Teaching your students about the value of money and how to work within a budget is crucial to their success later in life. We have developed a unit for creating a classroom economy that emphasizes real-world situations for your students.
One thing that we do prior to even beginning the unit is to reach out to a local bank to see if they are willing to donate supplies and even have a guest speaker from the bank come in and talk about finances. We have created a script for you to follow when contacting a local bank. Use it if you feel it is helpful. You can find it in our bundled resource here.
Before the Unit
Before you begin the unit, you will want to make sure that your students have a firm understanding of how to add and subtract decimals. This lays the foundation for being able to balance a checkbook. There are three activities you can choose from that are included in this unit to help you in teaching your students these skills.
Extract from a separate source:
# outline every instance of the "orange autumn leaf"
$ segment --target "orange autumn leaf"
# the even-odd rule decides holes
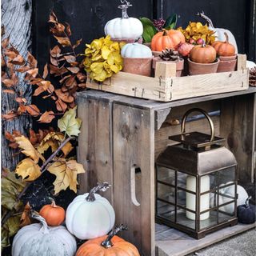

What Do Your Students Know?
We like to start of the unit by using our KL Chart. This chart’s intention is to find out what the students already know about finances. It is a great tool to also re-visit at the end of the unit. Make sure to discuss what your students think they already know before moving on.
To spark interest in the unit, we have created an Introductory PowerPoint. The goal is to engage and motivate students to want to participate in the Classroom Economy Unit. Make it fun and enjoyable as you present.
It is always fun to talk about what adults have to do. Show what expenses adults have to the students. Explain that being an adult is “cool” because you have a lot more freedom, but dealing with finances is no fun at all. Make it a point that becoming an adult adds great responsibility as well.
There are many key vocabulary words that will appear throughout the unit. Make sure the students are given a vocabulary sheet and either have them copy the definitions, or give them the answer key right away. Either way, you want them to be familiar with the terminology that will be used in the unit.
We have typed an introductory letter to families that we would like you to send home at the beginning of the unit. This will lay the groundwork for great discussions at home between your students and their families. We want families to be active participants in this unit.
Since your classroom is going to become a mini-community with various jobs and duties, you may want to think about the best room arrangement for this as well. You will want to have a “bank” location somewhere in your room. You will probably also want to invest in some file folders for your students to keep their important documents and another set of the students for you and the students who will become bankers.
When all the introductory activities are out of the way, you will want to post the open jobs and read through them with the class. Then the students will want to apply for those jobs. There is a “teacher expectation” document that will help guide you through the process. It is up to you if you post the jobs around the classroom or provide each individual student the job postings. We have found that it is easier to copy off 2-3 sets and then post them around the room.
Once jobs have been assigned, the next step is to talk about the weekly salary and how it will be deposited into their checkbooks. This is the perfect time to use all the checkbook resources. You want your students to be able to know how to write checks, fill out a transaction register, and balance a checkbook.
Student Credit Cards
After they have made their first deposit of their salary, now is the time to spring on them the room rent contract and the necessary items that they need to buy: desk, chair… This will obviously bring up the question about having enough funds to do this. This is where you introduce their own personal credit card that you have pre-made. Go into the lessons about how credit cards work. Then the students have to decide how much they are going to charge, and how much they are going to pay with a check. This is a great lesson to see what everyone decides to do.
At the end of each week, students will be awarded their salaries. They will also have to pay their weekly bills. This is also a time that the students should be filling out the weekly forms as well.
If you choose to use a class store, you will want to have it open at the end of the week as well. Students will be able to purchase what they want from the store and use checks only.
Continue with this unit for creating a classroom economy for as long as you like. Just make sure to stop at the end of each week to take care of salaries and payments. Also remember to make sure the students are doing their class jobs!
This unit is sure to be a hit. Some of the forms will be able to be modified to fit your classroom needs. We hope you enjoy this unit!